The Titan’s Curse (Percy Jackson & The Olympians #3), by Rick Riordan
When ordering this book and a couple of others from the library, I was unaware that this book was out of sequence from the first book of the series, but that is not overall such a big problem given the way that this book can stand on its own even if it is part of an obvious series. Percy Jackson is still the same sort of rebellious but somehow successful character he was in the first novel, and a little older if not very much wiser as a result of his experiences. He finds himself baffled by the deference shown to him by various sea creatures and even seeks to defend an innocent seacow from being used by Kronos in his evil plans, and even finds himself holding the weight of the sky on his back before managing to trick Atlas back into holding it. Again, the author finds himself borrowing from the mythos of the Greeks and not doing anything particularly exciting about it, and the stakes don’t seem quite as high as the author seems to make them out to be, showing himself to be only a modestly talented writer, even unable or unwilling to give detail about how it felt for a teen to hold the weight of the atmosphere, something that should have crushed him.
This book, of about 300 pages, has a familiar feel to it. Percy is back to living at the camp for demigods, and somehow manages to finagle his way onto a quest with a mixed group of fellow campers, including one who is part of a trap and who ends up sacrificing herself for the others, and another who was one of the maidens who were supposed to guard the apples of Hera and failed in her task thanks to Hercules and who speaks with a stilted and old-fashioned accent. The quest involves traveling across the country and rescuing people, including the narrator’s love interest, and saving Olympis from the plans of the evil Kronos and his supporters, all of which is pretty familiar, even stale, by this point. For whatever reason, the narrator wants himself to be the hero of a prophecy which apparently resolves the series as a whole in the fourth volume of the series, if I get around to reading it. As far as derivative fiction goes, this is not the worst waste of time but it’s no great literature either.
Overall, though, this is not a story really worth the amount of time that one can spend wondering about the sudden hostility of Nico when he finds out that his sister is dead, or wondering why Percy the numbskull doesn’t tell any of the adult authority figures that Nico and his sister were children of Hades born before the pact between the three of them not to have any more kids. Again, as was the case previously, this book is based on a worldview that provides moral space by having flawed authorities at its peak who need, in many ways, the help and support of human beings and demigods like Percy.
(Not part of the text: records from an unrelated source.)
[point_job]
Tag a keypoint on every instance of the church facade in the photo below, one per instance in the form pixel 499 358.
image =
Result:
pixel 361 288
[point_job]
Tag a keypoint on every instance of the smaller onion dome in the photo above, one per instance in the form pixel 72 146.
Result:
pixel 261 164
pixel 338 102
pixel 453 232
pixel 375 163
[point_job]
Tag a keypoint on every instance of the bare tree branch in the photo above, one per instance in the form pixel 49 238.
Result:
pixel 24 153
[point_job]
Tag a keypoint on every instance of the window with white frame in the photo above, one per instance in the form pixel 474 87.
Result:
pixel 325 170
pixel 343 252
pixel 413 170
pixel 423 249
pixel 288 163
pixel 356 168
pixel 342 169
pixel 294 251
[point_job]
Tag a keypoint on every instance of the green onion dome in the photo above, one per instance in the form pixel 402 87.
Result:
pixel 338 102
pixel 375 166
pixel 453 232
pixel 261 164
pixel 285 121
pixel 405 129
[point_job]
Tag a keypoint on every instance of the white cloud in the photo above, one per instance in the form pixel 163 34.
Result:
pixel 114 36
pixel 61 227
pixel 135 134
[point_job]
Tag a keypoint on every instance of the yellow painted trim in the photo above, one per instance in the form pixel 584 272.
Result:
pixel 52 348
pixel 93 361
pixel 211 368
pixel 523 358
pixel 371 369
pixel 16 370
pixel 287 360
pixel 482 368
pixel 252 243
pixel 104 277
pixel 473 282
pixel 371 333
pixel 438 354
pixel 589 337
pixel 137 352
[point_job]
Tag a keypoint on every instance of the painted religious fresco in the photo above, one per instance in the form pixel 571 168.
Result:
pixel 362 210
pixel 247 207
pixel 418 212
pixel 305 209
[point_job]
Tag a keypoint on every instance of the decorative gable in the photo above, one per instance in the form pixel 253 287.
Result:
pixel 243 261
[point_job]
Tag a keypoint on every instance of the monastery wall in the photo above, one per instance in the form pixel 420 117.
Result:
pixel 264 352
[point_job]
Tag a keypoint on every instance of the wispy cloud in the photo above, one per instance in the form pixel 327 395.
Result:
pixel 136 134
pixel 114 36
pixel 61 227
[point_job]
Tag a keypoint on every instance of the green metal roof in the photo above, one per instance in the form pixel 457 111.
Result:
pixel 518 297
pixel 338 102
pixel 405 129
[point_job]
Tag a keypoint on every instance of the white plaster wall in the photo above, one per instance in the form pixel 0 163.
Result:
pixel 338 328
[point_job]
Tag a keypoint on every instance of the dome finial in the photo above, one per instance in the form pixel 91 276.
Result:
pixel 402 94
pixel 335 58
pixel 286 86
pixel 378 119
The series is designed to appeal to teens who feel different and don’t fit in and wonder if there is something special about them that separates them from others, the same sort of appeal that makes all kinds of teen books and YA fiction like this (and like Harry Potter and Divergent and many, many, many others like them) popular to this audience. But even though the author knows what appeals to his audience, he doesn’t have the skill to make his borrowed world all that effective or interesting to people who aren’t a part of the target demographic he is aiming at.